Institutional Repositories
Despite the significant investment, our experience is that few people ever retrieve data from institutional repositories. Partly, this is because it is difficult to link between articles on a journal website and articles in institutional repositories. As a second problem, institutional repositories provide an inconsistent experience, both for computational and human access. For instance, the presentation of identifiers such as DOIs is inconsistent. Even when present DOIs are often inaccurate, containing syntactic errors, which prevent their usage.
Ultimately, institutional repositories would be much better if there were a single infrastructure maintained at a national level (or international). In fact, a strong exemplar for this already exists in the form of arXiv. The ability to update the could be devolved to individual institutions. An authentication framework for this is already in place through JE-S.
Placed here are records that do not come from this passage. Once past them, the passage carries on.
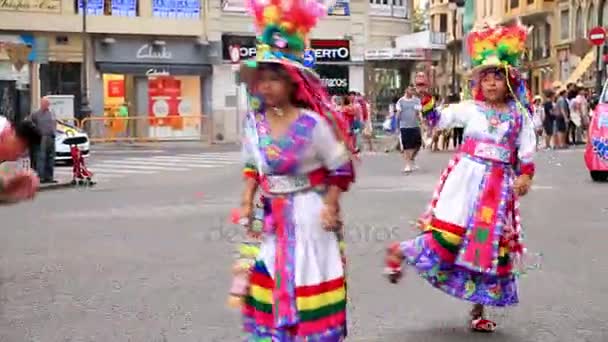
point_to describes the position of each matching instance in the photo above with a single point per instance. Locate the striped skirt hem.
(321, 311)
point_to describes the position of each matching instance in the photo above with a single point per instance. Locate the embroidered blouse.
(512, 129)
(308, 145)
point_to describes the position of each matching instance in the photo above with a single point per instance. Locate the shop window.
(443, 23)
(565, 24)
(62, 79)
(124, 8)
(592, 17)
(178, 9)
(580, 24)
(389, 8)
(174, 107)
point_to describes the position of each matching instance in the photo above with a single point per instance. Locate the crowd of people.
(562, 117)
(301, 151)
(357, 112)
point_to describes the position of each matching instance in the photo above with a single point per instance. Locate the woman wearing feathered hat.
(14, 142)
(298, 156)
(471, 241)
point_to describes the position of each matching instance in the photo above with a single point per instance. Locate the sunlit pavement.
(147, 259)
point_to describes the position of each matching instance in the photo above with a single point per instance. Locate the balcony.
(535, 10)
(398, 10)
(65, 18)
(541, 53)
(422, 40)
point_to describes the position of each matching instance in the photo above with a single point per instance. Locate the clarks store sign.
(47, 6)
(144, 51)
(147, 51)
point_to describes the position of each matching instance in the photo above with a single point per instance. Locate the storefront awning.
(154, 69)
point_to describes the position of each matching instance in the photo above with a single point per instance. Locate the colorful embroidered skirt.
(474, 212)
(320, 290)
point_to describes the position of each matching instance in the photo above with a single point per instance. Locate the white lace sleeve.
(457, 114)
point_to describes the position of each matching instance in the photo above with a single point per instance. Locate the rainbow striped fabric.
(321, 310)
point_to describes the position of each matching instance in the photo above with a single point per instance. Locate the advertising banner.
(339, 8)
(183, 9)
(335, 78)
(94, 7)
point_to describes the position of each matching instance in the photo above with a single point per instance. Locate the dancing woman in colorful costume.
(471, 240)
(297, 156)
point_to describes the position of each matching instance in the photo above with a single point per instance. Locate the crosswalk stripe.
(139, 167)
(192, 159)
(168, 163)
(68, 174)
(104, 169)
(214, 157)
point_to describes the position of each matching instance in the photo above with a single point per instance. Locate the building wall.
(58, 25)
(443, 69)
(64, 18)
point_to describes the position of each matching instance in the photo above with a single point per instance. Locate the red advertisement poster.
(163, 102)
(116, 88)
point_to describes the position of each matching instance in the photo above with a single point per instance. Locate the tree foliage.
(420, 19)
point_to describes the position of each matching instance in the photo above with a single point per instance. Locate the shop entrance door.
(8, 101)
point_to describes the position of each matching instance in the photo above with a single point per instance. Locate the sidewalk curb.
(61, 185)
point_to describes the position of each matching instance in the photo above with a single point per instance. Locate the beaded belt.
(489, 151)
(287, 184)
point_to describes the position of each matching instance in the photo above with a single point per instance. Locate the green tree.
(420, 19)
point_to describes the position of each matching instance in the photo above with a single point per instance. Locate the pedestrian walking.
(538, 112)
(408, 116)
(471, 236)
(299, 157)
(45, 120)
(550, 120)
(562, 119)
(22, 184)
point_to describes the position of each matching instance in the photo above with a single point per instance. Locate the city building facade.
(163, 59)
(558, 47)
(448, 72)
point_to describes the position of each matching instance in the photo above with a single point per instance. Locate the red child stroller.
(80, 174)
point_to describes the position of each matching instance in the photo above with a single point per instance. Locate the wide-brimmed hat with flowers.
(283, 27)
(494, 46)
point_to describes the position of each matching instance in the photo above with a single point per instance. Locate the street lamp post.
(85, 109)
(454, 6)
(600, 50)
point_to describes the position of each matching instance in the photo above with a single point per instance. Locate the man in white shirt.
(408, 115)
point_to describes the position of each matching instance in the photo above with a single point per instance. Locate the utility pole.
(455, 5)
(85, 110)
(600, 50)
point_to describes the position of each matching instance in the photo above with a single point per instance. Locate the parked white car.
(62, 149)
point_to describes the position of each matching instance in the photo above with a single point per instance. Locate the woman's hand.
(522, 185)
(330, 217)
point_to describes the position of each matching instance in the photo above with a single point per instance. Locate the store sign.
(390, 53)
(147, 51)
(245, 44)
(339, 8)
(157, 72)
(47, 6)
(326, 50)
(335, 78)
(172, 52)
(331, 50)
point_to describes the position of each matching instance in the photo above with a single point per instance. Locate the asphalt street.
(147, 258)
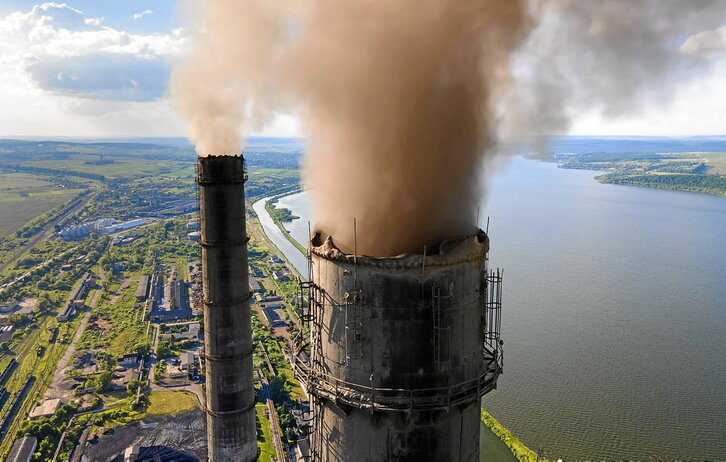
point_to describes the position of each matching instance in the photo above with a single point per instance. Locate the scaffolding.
(309, 369)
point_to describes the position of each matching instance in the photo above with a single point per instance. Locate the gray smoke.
(405, 101)
(225, 86)
(612, 57)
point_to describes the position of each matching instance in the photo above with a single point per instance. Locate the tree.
(102, 381)
(133, 385)
(277, 389)
(142, 348)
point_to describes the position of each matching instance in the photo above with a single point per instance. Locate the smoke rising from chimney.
(404, 101)
(397, 97)
(612, 57)
(224, 86)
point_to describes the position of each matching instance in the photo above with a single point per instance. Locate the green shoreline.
(279, 224)
(518, 449)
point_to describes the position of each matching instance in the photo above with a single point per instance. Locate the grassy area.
(264, 435)
(120, 166)
(519, 450)
(691, 171)
(17, 210)
(171, 402)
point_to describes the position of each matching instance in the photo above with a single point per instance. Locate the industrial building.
(125, 226)
(142, 291)
(46, 408)
(401, 351)
(77, 299)
(84, 230)
(180, 294)
(23, 449)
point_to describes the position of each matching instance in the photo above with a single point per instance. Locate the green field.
(17, 210)
(688, 171)
(264, 437)
(120, 166)
(171, 402)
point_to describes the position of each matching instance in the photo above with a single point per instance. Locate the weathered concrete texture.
(231, 432)
(396, 353)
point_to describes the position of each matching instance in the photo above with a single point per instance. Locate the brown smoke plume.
(223, 86)
(404, 100)
(398, 97)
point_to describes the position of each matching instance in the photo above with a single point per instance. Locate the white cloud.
(708, 44)
(140, 15)
(62, 73)
(99, 62)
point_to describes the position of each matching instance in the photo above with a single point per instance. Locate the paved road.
(54, 390)
(47, 230)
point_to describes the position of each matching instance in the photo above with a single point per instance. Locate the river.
(614, 316)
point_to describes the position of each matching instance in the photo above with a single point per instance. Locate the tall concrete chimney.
(401, 351)
(231, 432)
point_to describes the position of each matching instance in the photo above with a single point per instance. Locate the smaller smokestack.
(231, 431)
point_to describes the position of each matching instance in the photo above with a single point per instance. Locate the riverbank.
(496, 442)
(270, 206)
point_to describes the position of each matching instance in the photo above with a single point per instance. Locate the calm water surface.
(615, 314)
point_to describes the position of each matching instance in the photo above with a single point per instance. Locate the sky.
(100, 68)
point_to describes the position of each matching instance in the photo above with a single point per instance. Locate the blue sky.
(100, 68)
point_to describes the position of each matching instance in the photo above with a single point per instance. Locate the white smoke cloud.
(710, 44)
(141, 14)
(57, 48)
(607, 58)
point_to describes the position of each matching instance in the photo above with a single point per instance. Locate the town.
(101, 322)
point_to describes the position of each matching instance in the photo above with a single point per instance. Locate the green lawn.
(20, 204)
(121, 166)
(264, 435)
(171, 402)
(518, 450)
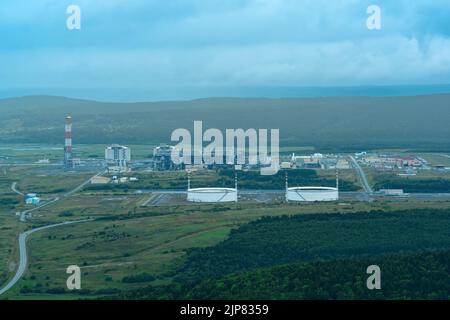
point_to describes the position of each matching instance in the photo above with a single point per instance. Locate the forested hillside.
(333, 123)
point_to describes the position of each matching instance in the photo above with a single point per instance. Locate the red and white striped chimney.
(68, 143)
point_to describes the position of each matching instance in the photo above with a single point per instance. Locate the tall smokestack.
(68, 143)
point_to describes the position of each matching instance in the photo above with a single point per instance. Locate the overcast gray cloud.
(223, 43)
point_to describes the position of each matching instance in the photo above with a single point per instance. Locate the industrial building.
(212, 195)
(118, 155)
(162, 158)
(32, 198)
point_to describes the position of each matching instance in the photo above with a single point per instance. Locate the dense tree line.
(424, 275)
(278, 240)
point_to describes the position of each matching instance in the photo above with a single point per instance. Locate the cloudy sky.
(171, 45)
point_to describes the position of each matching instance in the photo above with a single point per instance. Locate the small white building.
(118, 155)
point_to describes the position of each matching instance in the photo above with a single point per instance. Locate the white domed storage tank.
(212, 195)
(311, 194)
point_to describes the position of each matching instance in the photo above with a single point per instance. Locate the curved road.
(23, 251)
(362, 176)
(23, 236)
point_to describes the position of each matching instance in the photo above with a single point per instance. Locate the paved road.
(23, 236)
(23, 251)
(362, 176)
(78, 188)
(26, 213)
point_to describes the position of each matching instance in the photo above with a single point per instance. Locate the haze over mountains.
(331, 123)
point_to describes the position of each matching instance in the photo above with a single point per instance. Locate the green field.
(130, 246)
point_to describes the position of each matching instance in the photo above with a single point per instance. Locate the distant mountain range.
(341, 123)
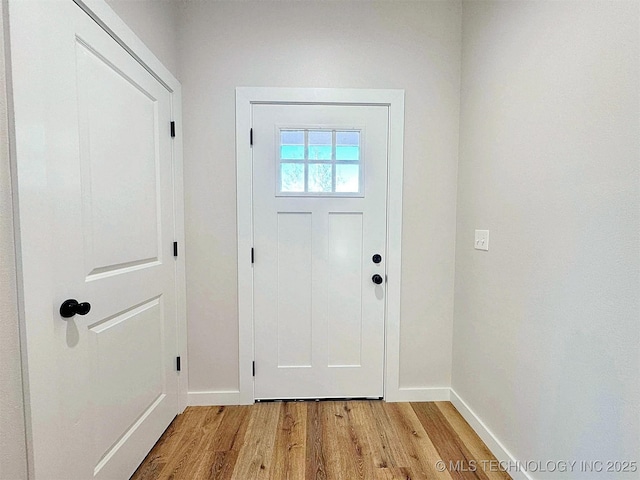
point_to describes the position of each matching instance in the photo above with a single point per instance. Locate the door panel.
(319, 216)
(95, 179)
(294, 289)
(344, 315)
(119, 164)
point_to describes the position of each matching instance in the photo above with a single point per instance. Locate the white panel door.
(94, 159)
(319, 200)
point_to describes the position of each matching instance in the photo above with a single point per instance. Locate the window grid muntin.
(308, 161)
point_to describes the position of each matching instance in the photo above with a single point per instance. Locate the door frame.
(100, 12)
(394, 100)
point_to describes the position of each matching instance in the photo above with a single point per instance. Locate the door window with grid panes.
(320, 162)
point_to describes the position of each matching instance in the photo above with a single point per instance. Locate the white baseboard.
(205, 399)
(419, 394)
(496, 447)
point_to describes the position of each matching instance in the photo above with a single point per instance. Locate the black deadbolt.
(71, 307)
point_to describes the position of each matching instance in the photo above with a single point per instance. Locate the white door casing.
(246, 98)
(97, 172)
(319, 317)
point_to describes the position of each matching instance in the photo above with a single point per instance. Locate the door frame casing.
(394, 101)
(100, 12)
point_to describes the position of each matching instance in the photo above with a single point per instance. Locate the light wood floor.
(329, 440)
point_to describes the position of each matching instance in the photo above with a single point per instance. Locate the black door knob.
(71, 307)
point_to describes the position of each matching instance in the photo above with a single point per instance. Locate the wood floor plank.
(180, 462)
(290, 446)
(395, 473)
(315, 454)
(334, 439)
(459, 461)
(471, 440)
(328, 440)
(421, 453)
(217, 417)
(392, 452)
(256, 454)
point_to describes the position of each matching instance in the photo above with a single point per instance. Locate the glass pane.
(319, 145)
(348, 178)
(320, 177)
(348, 146)
(348, 138)
(319, 137)
(292, 177)
(347, 153)
(292, 144)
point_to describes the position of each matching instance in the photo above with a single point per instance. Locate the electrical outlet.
(482, 240)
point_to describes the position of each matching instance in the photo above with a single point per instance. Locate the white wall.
(154, 22)
(547, 323)
(13, 455)
(408, 45)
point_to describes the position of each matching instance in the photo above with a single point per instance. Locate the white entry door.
(94, 158)
(319, 199)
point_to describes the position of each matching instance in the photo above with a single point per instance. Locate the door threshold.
(323, 399)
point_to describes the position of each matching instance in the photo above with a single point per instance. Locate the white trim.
(495, 446)
(394, 100)
(205, 399)
(423, 394)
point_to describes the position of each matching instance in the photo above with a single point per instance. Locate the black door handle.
(71, 307)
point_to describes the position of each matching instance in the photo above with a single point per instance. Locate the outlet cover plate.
(481, 240)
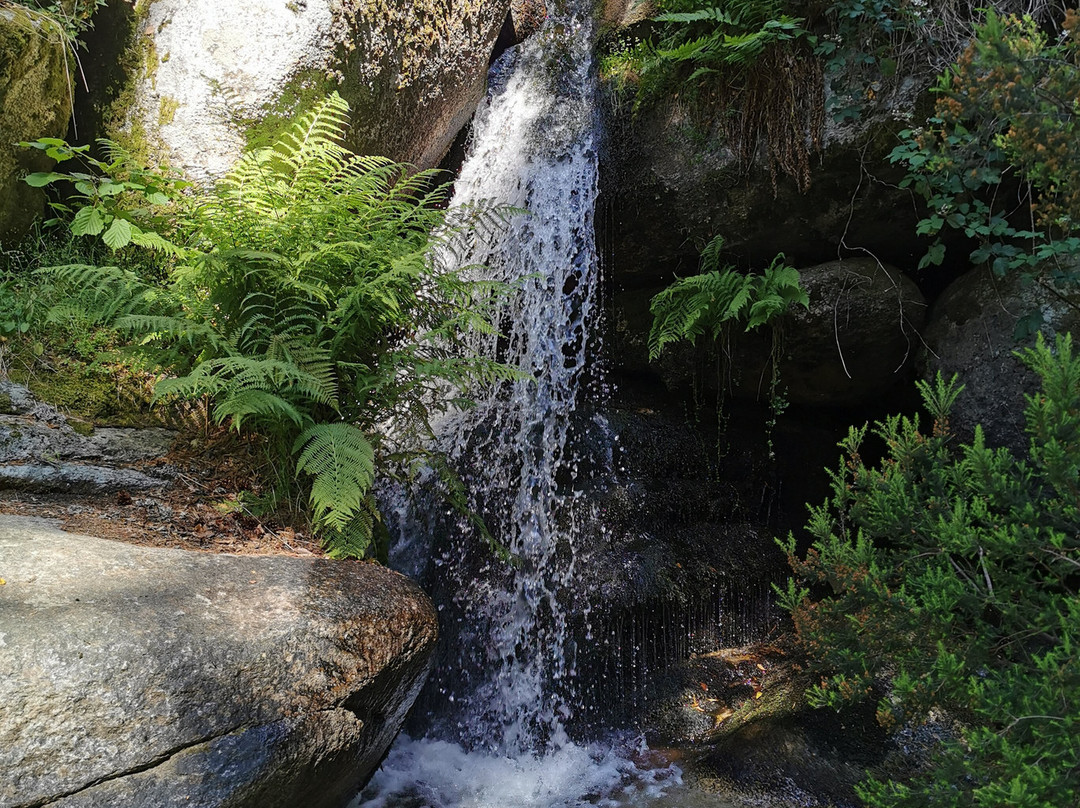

Linking between institutional repositories and subject repositories unfortunately is likely to be difficult from a social perspective; there are many subject repositories and the institutional repositories are not likely to link to them well, because they are not experts in these repositories. This might be more plausible in a single national repository.
The better solution is to enable authors of papers to perform this linking. Scientists who actually care about the links working and being to the correct place are best place do this. This could be supported in the REF, by making linking to data, software or other subject repositories an explicit criteria in REF; this happens in some disciplines (for example, in bioinformatics a clear statement of if and where software is available and under what conditions is often asked for by reviewers).
Approach to Exceptions
If exceptions are to be for a transitional period, then they any exceptions given should be marked with a “sell-by” date, after which they should no longer be considered valid.
It is worth reiterating that embargoes really only benefit the publishers; ensuring that the REF framework allows academics to choose their publication venue more freely, rather than effectively requiring them to publish in selected “high-impact” venues would enable them to choose venues with short, or no embargo period. The most effective mechanism for achieving this would be to remove all publication venue information from future REF returns. The research would be judged on the basis of the research, and not the publication venue.
Open Data
There is more complexity behind the requirement for open data than for open access, particularly where the data needs to remain confidential for reasons of data protection. Having said all of this, there are many disciplines (again bioinformatics is an obvious example) where the majority of data is open. Making a decision now to rule this out of scope, for a REF which may be a significant distance in future seems premature.